Sample Mean versus Theoretical Mean

The expected mean \(\mu\) of a exponential distribution of rate \(\lambda\) is

\(\mu= \frac{1}{\lambda}\)

mean(means_exp)

## [1] 4.979186

Let \(v\) be the average sample mean of 1000 simulations of 40 randomly sampled exponential distributions.

# plot histogram of the sample means
hist(means_exp, col="blue", main="Theoretical Mean vs.
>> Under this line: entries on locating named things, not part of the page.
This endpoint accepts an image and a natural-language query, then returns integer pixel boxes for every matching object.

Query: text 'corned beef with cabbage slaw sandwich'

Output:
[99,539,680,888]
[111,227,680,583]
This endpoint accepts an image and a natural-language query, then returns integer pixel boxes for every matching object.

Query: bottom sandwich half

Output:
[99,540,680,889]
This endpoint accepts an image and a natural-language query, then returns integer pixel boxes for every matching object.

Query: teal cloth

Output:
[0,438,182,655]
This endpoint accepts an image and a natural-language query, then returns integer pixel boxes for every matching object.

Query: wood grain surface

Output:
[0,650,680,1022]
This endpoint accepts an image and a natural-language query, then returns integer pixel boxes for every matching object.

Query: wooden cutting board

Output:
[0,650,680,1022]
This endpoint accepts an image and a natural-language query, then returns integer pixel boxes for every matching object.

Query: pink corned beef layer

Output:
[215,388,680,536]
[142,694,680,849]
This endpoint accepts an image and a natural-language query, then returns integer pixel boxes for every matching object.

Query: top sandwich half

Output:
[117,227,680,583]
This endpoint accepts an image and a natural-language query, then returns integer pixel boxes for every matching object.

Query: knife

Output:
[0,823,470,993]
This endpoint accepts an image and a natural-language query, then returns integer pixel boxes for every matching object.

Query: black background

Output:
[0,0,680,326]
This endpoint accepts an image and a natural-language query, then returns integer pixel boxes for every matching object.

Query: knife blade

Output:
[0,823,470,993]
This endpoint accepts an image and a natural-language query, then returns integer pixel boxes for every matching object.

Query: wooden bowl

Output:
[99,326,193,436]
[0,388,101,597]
Actual Mean", xlim = c(2,9),breaks=40, xlab = "Simulation Means")

# plot a vertical red line at the mean of the sample means
abline(v=mean(means_exp), lwd="4", col="red")

As you can notice that computed mean \(\mu\) is 5.0 and simulated mean is = 4.994975 which are very very close.

Sample Variance versus Theoretical Variance

# theoretical standard deviation vs. simulation standard deviation
print(paste("Theoretical standard deviation: ", round( (1/lambda)/sqrt(n) ,4)))

## [1] "Theoretical standard deviation:  0.7906"

The variance \(Var\) of standard deviation \(\sigma\) is \(Var = \sigma^2\) .

print(paste("Practical standard deviation: ", round(sd(means_exp) ,4)))

## [1] "Practical standard deviation:  0.7991"

print(paste("Theoretical variance: ", round( ((1/lambda)/sqrt(n))^2 ,4)))

## [1] "Theoretical variance:  0.625"

print(paste("Practical variance: ", round(sd(means_exp)^2 ,4)))

## [1] "Practical variance:  0.6385"

As you can see the theoretical varince and standard deviations are very close to practical variance and standard deviation. Since variance is the square of the standard deviations, minor differnces will persist, but will still be close.

Distribution

Comparing the population means & standard deviation with a normal distribution of the expected values.

# plot the means
#General Plot with ditribution curve drawn
hist(means_exp, prob=TRUE, col="blue", main="Exponential Function Simulation Means", breaks=40, xlim=c(2,9), xlab = "Simulation Means")
lines(density(means_exp), lwd=3, col="red")
# Normal distribution line creation
x <- seq(min(means_exp), max(means_exp), length=2*n)
y <- dnorm(x, mean=1/lambda, sd=sqrt(((1/lambda)/sqrt(n))^2))
lines(x, y, pch=22, col="black", lwd=2, lty = 2)

As the graph shows, the distribution of means of our sampled exponential distributions appear to follow a normal distribution, due to the Central Limit Theorem. If we increased our number of samples (currently 1000), the distribution would be even closer to the standard normal distribution.The dotted line above is a normal distribution curve and we can see that it is very close to our sampled curve, which is the red line above.